In fact, what the campaigns describe would be illegal no matter what the FCC does. The Telecommunications Act explicitly prohibits the sharing of “individually identifiable” customer information except under very specific circumstances. It’s much more permissive when it comes to “aggregate” customer information, which is where things get squishier and the FCC rules become more important. We could argue all day about whether a targeted ad is individually identifiable or not, but if you’re paying Verizon to find out which sites Paul Ryan visited last month, that’s pretty clearly individual information, and pretty clearly illegal to sell. If you want to get really clever, the Wiretap Act also makes it illegal to divulge the contents of electronic communications without the parties’ consent, which arguably includes browsing history.

But we don’t even need to get that far, because even if it weren’t illegal, carriers would never offer a service that unmasked all the gross and horrible things their customers do online. Targeted ads can be creepy, but they’re not that creepy, and every major network has robust safeguards in place to prevent you from working back to a single person’s web history.

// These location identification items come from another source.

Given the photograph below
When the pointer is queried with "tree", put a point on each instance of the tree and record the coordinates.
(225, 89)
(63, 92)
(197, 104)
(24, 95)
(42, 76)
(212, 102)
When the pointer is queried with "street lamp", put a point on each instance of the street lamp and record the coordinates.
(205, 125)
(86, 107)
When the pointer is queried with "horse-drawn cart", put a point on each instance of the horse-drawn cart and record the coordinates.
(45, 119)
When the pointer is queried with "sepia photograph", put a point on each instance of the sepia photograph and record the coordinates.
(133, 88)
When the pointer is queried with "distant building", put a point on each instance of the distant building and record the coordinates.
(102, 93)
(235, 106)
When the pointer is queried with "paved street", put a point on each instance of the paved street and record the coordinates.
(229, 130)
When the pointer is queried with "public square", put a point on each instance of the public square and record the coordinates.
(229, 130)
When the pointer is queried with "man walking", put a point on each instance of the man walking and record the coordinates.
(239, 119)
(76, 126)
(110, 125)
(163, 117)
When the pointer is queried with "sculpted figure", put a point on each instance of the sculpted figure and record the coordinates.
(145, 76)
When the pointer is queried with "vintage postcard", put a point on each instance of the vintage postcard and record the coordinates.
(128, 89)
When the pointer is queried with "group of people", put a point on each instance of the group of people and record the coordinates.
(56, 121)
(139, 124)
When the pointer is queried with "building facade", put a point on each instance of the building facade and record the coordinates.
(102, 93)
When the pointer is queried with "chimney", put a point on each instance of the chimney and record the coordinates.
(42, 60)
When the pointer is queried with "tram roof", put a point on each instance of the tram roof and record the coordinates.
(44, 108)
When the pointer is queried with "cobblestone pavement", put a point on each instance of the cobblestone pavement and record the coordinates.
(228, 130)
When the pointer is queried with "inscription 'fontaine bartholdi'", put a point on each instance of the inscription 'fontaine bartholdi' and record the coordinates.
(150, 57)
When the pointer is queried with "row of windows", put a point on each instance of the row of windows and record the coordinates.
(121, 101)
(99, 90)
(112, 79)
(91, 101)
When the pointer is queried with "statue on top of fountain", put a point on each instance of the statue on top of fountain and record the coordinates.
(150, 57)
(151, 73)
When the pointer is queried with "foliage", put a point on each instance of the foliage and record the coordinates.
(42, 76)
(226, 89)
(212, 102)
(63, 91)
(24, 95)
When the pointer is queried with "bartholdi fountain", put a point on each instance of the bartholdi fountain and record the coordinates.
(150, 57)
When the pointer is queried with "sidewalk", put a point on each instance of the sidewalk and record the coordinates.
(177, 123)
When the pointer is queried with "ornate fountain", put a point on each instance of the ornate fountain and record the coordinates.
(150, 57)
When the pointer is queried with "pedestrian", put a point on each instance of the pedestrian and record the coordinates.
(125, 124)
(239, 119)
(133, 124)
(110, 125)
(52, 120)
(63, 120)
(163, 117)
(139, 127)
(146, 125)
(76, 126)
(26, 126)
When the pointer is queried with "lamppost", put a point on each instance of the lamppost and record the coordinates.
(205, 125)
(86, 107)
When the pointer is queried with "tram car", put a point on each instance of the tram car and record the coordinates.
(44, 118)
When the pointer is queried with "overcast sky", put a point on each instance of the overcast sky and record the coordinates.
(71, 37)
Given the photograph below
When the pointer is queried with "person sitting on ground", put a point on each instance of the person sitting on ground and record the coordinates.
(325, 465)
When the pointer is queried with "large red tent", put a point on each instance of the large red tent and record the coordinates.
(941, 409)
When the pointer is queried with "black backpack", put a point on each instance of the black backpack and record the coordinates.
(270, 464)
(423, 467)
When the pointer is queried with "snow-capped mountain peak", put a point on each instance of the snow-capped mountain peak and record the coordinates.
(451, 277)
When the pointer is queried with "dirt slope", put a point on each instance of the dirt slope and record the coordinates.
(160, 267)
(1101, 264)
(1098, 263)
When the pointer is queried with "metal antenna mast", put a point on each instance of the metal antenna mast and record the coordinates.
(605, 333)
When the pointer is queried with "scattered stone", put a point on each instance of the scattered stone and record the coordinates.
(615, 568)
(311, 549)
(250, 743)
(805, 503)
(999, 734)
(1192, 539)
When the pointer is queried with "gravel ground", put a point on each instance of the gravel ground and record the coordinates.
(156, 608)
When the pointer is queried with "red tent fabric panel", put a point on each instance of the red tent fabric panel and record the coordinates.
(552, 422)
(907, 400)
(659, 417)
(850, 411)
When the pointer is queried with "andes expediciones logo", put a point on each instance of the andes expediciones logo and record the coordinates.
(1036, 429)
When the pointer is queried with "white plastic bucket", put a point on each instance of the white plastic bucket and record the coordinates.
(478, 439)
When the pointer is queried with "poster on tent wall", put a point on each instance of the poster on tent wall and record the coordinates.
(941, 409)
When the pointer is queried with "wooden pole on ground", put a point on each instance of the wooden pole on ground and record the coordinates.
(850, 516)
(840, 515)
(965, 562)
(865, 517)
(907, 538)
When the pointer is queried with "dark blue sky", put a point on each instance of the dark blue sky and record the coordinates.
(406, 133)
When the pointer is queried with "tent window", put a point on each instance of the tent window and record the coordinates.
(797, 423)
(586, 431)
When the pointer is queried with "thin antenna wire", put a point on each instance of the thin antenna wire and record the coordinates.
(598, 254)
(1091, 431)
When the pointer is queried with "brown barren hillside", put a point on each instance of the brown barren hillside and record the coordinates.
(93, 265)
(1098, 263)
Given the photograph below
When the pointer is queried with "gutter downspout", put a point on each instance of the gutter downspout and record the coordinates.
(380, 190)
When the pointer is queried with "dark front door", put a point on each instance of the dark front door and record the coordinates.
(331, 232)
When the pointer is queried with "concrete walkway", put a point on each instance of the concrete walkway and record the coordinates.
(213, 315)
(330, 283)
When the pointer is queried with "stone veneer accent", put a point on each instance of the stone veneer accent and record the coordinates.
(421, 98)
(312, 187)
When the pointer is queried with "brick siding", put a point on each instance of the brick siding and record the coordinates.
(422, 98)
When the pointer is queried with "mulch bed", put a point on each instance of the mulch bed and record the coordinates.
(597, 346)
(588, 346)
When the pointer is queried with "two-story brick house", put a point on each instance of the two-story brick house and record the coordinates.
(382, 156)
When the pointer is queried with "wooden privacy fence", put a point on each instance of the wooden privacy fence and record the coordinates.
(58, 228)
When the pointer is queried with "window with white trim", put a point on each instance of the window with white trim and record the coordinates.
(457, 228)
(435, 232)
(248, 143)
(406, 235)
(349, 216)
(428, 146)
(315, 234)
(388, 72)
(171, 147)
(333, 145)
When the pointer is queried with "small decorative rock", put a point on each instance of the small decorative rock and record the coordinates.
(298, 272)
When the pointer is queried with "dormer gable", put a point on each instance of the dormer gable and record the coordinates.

None of this means that the recent privacy rollback isn’t a problem. It really will encourage more data collection and more aggressive ad targeting by service providers, and leave customers with few ways to escape. Aggregate data can still be invasive, as modern web advertising demonstrates over and over. It’s a fight worth having! But that’s a far cry from buying individual web histories.

In the meantime, the two biggest campaigns have collectively raised nearly $140,000 for the purchase of web histories that will never go up for sale. It’s anyone’s guess where the money will end up.